Two Amsterdam tenants had great success in reporting their landlord to the Huurcommissie rent tribunal for charging them exorbitant rent. The Huurcommissie ordered the landlord to lower the rent for a small, leaky, drafty room on Keizersgracht from 1,950 euros to temporarily 95 euros per month. The ...
95€ temporarily until the defects are fixed. Then the 20qm room is worth a rent of 477€.
The Huurcommissie scored the appointment on a point scale, and determined the reasonable rental price should have been 476.85 euros per month. The tribunal then noted that the tenant was unable to lock their own bedroom. Additionally, the wood-framed kitchen skylight had a 10 millimeter crack in it, causing drafts, and the toilet tank in a shared bathroom was leaking.
The tribunal further lowered the rent to 95.37 euros until the damage is fixed, saying it could find no evidence the landlord actually tried to fix the problems. This can gradually increase as repairs are carried out to the maximum of just under 477 euros. The reduction was also backdated to September 1 from the ruling, which was filed at the end of December and published more recently. As a result, the landlord must repay the overpaid rent in the intervening months.
No. There are good landlords. They’re definitely small scale. Normal homeowners that are able to scale their efforts to a few rental units. There’s also a real need for renting rather than owning.
The real problems are all large scale landlords and also bad landlords (of all sizes) that overcharge, abuse tenants, forgo maintenance, etc.
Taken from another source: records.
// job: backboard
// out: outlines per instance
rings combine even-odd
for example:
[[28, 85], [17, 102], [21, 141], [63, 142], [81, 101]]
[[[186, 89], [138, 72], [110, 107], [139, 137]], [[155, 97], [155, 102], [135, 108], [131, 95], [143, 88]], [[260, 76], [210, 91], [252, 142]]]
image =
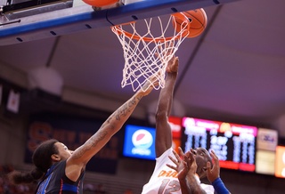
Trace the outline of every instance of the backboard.
[[[4, 4], [5, 0], [0, 1], [0, 45], [113, 26], [238, 0], [125, 0], [118, 7], [102, 10], [94, 10], [81, 0], [50, 0], [53, 4], [32, 4], [36, 0], [23, 1], [22, 7], [14, 11]], [[27, 4], [31, 4], [31, 7]]]

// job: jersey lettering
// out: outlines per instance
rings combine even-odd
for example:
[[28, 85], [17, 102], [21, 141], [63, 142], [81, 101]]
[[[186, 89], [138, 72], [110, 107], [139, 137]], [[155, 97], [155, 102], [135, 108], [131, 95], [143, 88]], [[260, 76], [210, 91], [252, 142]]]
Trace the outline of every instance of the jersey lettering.
[[[166, 189], [167, 186], [168, 186], [169, 188]], [[158, 194], [171, 194], [178, 190], [180, 190], [180, 184], [178, 181], [170, 181], [170, 179], [164, 179], [159, 187]]]
[[159, 174], [159, 177], [160, 177], [160, 176], [177, 178], [177, 172], [176, 171], [165, 171], [165, 170], [162, 170]]

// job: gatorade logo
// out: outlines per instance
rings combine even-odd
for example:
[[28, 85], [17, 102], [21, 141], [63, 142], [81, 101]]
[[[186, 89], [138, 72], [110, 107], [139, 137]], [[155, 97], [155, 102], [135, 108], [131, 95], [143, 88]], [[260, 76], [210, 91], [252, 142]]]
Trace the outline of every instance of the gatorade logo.
[[153, 137], [147, 130], [139, 129], [134, 133], [132, 142], [137, 149], [147, 150], [152, 145]]

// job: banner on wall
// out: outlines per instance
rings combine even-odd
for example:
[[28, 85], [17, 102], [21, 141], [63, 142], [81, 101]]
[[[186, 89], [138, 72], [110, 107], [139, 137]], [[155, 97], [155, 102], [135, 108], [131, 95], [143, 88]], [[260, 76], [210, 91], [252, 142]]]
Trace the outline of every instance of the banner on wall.
[[276, 147], [275, 176], [285, 178], [285, 146]]
[[[102, 121], [58, 116], [53, 113], [31, 117], [28, 132], [25, 162], [31, 163], [32, 153], [42, 141], [56, 139], [74, 150], [101, 127]], [[117, 133], [88, 162], [87, 171], [115, 174], [123, 145], [123, 133]]]

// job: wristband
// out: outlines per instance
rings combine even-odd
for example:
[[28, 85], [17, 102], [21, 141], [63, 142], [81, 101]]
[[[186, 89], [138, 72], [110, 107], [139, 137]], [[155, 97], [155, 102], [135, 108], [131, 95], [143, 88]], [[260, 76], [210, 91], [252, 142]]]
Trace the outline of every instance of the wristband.
[[229, 194], [230, 193], [230, 191], [225, 188], [225, 186], [220, 177], [216, 179], [212, 182], [212, 185], [217, 194]]

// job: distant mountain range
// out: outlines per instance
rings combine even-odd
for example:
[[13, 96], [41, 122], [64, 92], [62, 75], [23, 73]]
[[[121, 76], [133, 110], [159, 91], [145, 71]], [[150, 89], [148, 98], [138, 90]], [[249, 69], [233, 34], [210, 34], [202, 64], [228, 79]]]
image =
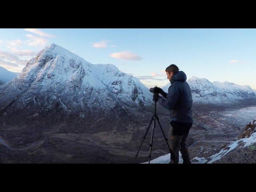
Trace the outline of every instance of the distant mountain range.
[[0, 85], [10, 81], [19, 74], [19, 73], [12, 72], [0, 66]]
[[[6, 73], [6, 80], [17, 75]], [[11, 104], [14, 112], [59, 110], [83, 117], [148, 105], [151, 95], [138, 79], [114, 65], [92, 64], [53, 44], [30, 59], [18, 77], [0, 87], [0, 109]]]
[[[230, 106], [247, 101], [256, 104], [256, 90], [250, 86], [242, 86], [227, 81], [211, 82], [206, 79], [195, 76], [187, 82], [190, 87], [195, 104]], [[168, 84], [162, 88], [168, 92], [170, 86]]]

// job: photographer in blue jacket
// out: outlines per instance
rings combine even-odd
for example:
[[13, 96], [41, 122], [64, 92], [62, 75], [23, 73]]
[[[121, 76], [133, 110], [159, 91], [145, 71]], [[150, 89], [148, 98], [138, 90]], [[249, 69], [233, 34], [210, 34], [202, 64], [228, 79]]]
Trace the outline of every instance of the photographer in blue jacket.
[[161, 106], [170, 111], [171, 122], [168, 142], [175, 156], [171, 156], [170, 163], [178, 163], [179, 151], [182, 155], [183, 163], [191, 163], [186, 141], [193, 123], [191, 90], [186, 81], [186, 74], [180, 71], [176, 65], [170, 65], [165, 71], [171, 83], [168, 93], [158, 88], [164, 98], [156, 94], [157, 98], [154, 99]]

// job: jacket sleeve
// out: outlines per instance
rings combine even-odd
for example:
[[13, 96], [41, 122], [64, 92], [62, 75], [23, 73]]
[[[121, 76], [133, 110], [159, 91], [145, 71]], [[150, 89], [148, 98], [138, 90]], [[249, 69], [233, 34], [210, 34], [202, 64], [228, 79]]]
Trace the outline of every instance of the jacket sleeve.
[[168, 94], [164, 91], [161, 94], [162, 95], [163, 97], [164, 97], [166, 99], [167, 98]]
[[171, 110], [174, 107], [180, 97], [180, 92], [177, 87], [171, 86], [168, 90], [167, 98], [164, 99], [162, 97], [159, 97], [158, 101], [163, 107]]

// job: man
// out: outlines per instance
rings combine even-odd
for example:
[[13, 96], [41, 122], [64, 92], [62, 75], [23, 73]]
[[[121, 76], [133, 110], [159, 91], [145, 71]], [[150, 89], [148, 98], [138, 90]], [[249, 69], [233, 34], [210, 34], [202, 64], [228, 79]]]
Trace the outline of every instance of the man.
[[186, 74], [183, 71], [179, 71], [176, 65], [170, 65], [165, 71], [171, 83], [168, 94], [159, 88], [160, 94], [165, 98], [156, 95], [157, 98], [154, 99], [170, 110], [171, 125], [168, 142], [175, 155], [171, 156], [169, 163], [178, 163], [179, 150], [182, 155], [183, 163], [191, 163], [185, 142], [193, 123], [191, 91], [186, 82]]

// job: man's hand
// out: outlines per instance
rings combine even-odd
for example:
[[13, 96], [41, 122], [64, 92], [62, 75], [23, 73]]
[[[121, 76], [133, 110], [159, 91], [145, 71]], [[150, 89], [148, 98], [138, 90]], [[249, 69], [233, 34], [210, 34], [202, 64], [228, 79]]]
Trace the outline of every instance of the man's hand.
[[159, 87], [158, 87], [157, 88], [157, 92], [158, 93], [159, 93], [162, 95], [164, 98], [166, 98], [166, 96], [167, 96], [167, 94], [165, 92], [164, 92], [164, 90], [162, 89], [161, 88]]
[[159, 95], [156, 94], [154, 94], [154, 96], [153, 96], [153, 100], [157, 102], [158, 100], [158, 98], [159, 98]]

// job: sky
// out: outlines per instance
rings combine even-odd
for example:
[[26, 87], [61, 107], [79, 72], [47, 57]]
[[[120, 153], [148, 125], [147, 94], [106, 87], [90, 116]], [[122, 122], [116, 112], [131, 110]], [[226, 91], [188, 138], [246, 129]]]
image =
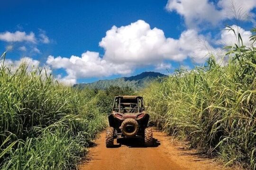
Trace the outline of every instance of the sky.
[[238, 43], [227, 26], [250, 46], [256, 18], [256, 0], [9, 0], [0, 2], [0, 52], [5, 64], [46, 68], [67, 85], [168, 74], [210, 55], [223, 64], [223, 47]]

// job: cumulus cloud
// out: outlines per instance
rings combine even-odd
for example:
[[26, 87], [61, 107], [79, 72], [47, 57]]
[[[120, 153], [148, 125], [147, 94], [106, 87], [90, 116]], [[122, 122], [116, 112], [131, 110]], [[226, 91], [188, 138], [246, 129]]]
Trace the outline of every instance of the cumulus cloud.
[[[249, 42], [249, 32], [240, 28], [240, 32], [245, 42]], [[144, 21], [138, 20], [120, 27], [113, 26], [107, 31], [99, 42], [105, 51], [102, 56], [90, 51], [70, 58], [50, 55], [46, 63], [54, 69], [64, 69], [67, 76], [59, 75], [58, 79], [73, 84], [78, 78], [128, 75], [145, 66], [158, 70], [170, 68], [168, 61], [182, 61], [187, 58], [194, 63], [203, 63], [213, 55], [221, 64], [226, 51], [218, 44], [223, 41], [233, 43], [235, 39], [234, 34], [223, 30], [220, 38], [213, 43], [192, 29], [183, 32], [178, 39], [167, 38], [163, 30], [151, 28]]]
[[34, 47], [32, 49], [32, 52], [36, 52], [37, 53], [41, 54], [41, 51], [37, 47]]
[[19, 47], [18, 48], [18, 50], [22, 51], [27, 51], [27, 48], [25, 46], [23, 45]]
[[[87, 51], [81, 57], [70, 58], [49, 56], [46, 63], [54, 69], [64, 68], [67, 76], [59, 76], [60, 80], [73, 84], [80, 78], [101, 77], [112, 75], [128, 75], [138, 67], [152, 65], [156, 69], [170, 68], [165, 60], [183, 61], [195, 53], [195, 43], [204, 39], [196, 31], [183, 32], [179, 39], [166, 38], [164, 32], [151, 29], [144, 21], [138, 20], [128, 26], [113, 26], [100, 42], [105, 53]], [[204, 56], [205, 55], [204, 55]], [[201, 62], [199, 55], [196, 60]]]
[[178, 39], [166, 38], [163, 30], [151, 29], [143, 20], [107, 31], [100, 42], [105, 50], [104, 58], [116, 63], [147, 65], [164, 60], [182, 61], [194, 50], [199, 39], [204, 39], [194, 30], [183, 32]]
[[36, 43], [37, 40], [34, 33], [31, 32], [27, 34], [25, 32], [17, 31], [15, 33], [6, 31], [0, 33], [0, 40], [7, 42], [28, 42], [34, 43]]
[[70, 58], [49, 56], [46, 63], [53, 68], [64, 68], [67, 76], [59, 76], [61, 81], [74, 84], [77, 78], [101, 77], [114, 74], [127, 75], [134, 68], [128, 64], [115, 64], [100, 57], [98, 52], [87, 51], [81, 57]]
[[183, 16], [190, 28], [206, 24], [216, 26], [227, 19], [247, 20], [248, 16], [254, 17], [251, 11], [256, 7], [255, 0], [220, 0], [217, 3], [209, 0], [169, 0], [166, 5], [167, 10]]

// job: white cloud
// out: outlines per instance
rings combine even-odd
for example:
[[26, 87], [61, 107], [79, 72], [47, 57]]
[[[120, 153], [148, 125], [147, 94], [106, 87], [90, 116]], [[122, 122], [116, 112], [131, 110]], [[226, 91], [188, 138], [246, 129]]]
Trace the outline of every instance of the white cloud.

Yeah my FIL, just recently sold a condo in FL. He’s had it since the 1980s and for the last 25 years it’s been rented by an elderly woman for basically the cost of condo fees, taxes and maintenance (though I think he lost money upgrading the sliding door after a hurricane). It was supposed to be where he retired to (15 years ago), but his wife had Alzheimer’s, so he ended up selling it when his tenant finally died, and sunk all the profit right back into his wife’s nursing home.